Umur 17 tahun. Kelas 3 SMA. Masih tergantung sama orang tua, tergantung semuanya, terutama keuangan. Kenapa bisa begitu berbeda dari yang kubayangkan saat umur 9 tahun? Ternyata umur 17 tahun itu bukan apa-apa. Aku juga tak ikut pemilu, waktu itu bukan tahunnya pemilu. Tapi pemilu bukan lagi sesuatu yang wah. Pada jaman Orba ketahuan sudah siapa pemenangnya sebelum coblos, pada jaman Reformasi siapapun pemenangnya, nasib rakyat ya tetap saja tak berubah.
Umur 21 tahun. Mulai bekerja. Nikmat rasanya menerima uang dari keringat sendiri. Tidak berkeringat sebetulnya, kerjanya cuma duduk dalam ruang AC. Apa yang berubah? Waktu. Kadang terasa cepat, kadang lambat. Sungguh waktu sama dengan karet, bersifat elastis. Tergantung siapa yang melihat, apa yang dilihat, dari mana melihatnya.

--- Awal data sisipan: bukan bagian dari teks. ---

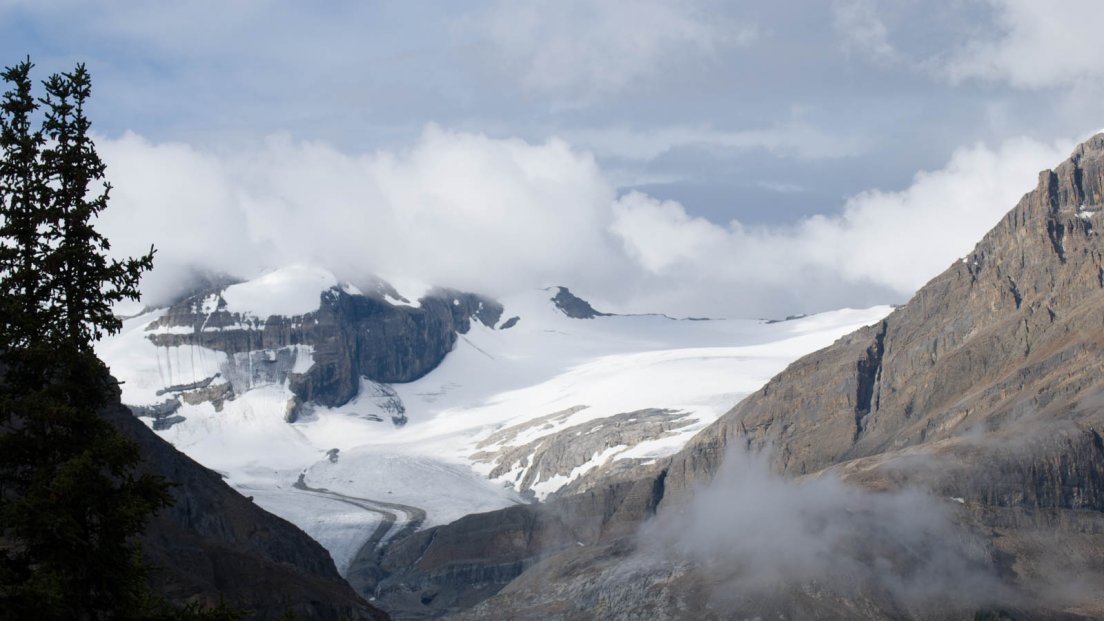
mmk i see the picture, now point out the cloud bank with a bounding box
[96,126,1073,318]
[608,136,1069,310]
[97,127,624,307]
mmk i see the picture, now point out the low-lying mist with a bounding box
[632,448,1011,616]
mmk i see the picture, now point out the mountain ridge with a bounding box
[374,132,1104,619]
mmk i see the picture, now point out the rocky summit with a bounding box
[366,135,1104,620]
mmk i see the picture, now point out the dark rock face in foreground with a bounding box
[146,285,503,409]
[371,135,1104,619]
[101,397,391,621]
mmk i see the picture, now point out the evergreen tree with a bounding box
[40,63,154,347]
[0,58,50,354]
[0,59,239,621]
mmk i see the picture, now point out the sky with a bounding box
[1,0,1102,317]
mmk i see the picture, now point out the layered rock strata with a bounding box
[143,285,502,414]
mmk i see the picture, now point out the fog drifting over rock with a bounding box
[634,448,1010,614]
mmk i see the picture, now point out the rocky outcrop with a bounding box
[471,408,694,498]
[145,285,503,411]
[128,399,186,430]
[549,287,609,319]
[179,380,233,410]
[372,134,1104,619]
[100,387,391,621]
[154,374,236,412]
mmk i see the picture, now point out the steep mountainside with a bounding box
[375,134,1104,620]
[662,133,1104,499]
[99,387,390,621]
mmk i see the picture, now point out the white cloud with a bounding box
[95,126,1076,318]
[610,192,727,273]
[942,0,1104,89]
[809,136,1070,289]
[607,135,1072,314]
[566,123,867,161]
[96,126,623,306]
[464,0,756,101]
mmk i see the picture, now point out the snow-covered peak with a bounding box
[374,274,431,308]
[221,265,338,318]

Umur 35 tahun. Menganggur. Bertahun-tahun sudah. Waktu lebih sering berjalan lambat. Dalam penderitaan, setiap detik dihitung cermat, akibatnya merasakan lambannya penderitaan berakhir. Ketika bersuka cita, justru memacu waktu, seolah kebahagiaan akan lari jika tak dikejar. Aku ingin sekali mengerti seluk beluk waktu, agar aku bisa mempercepat waktu di saat sengsara, melambatkan waktu di saat bahagia, bahkan menghentikan waktu bila perlu. Juga ingin melompati waktu, ke depan, ke belakang. Indahnya melamunkan waktu.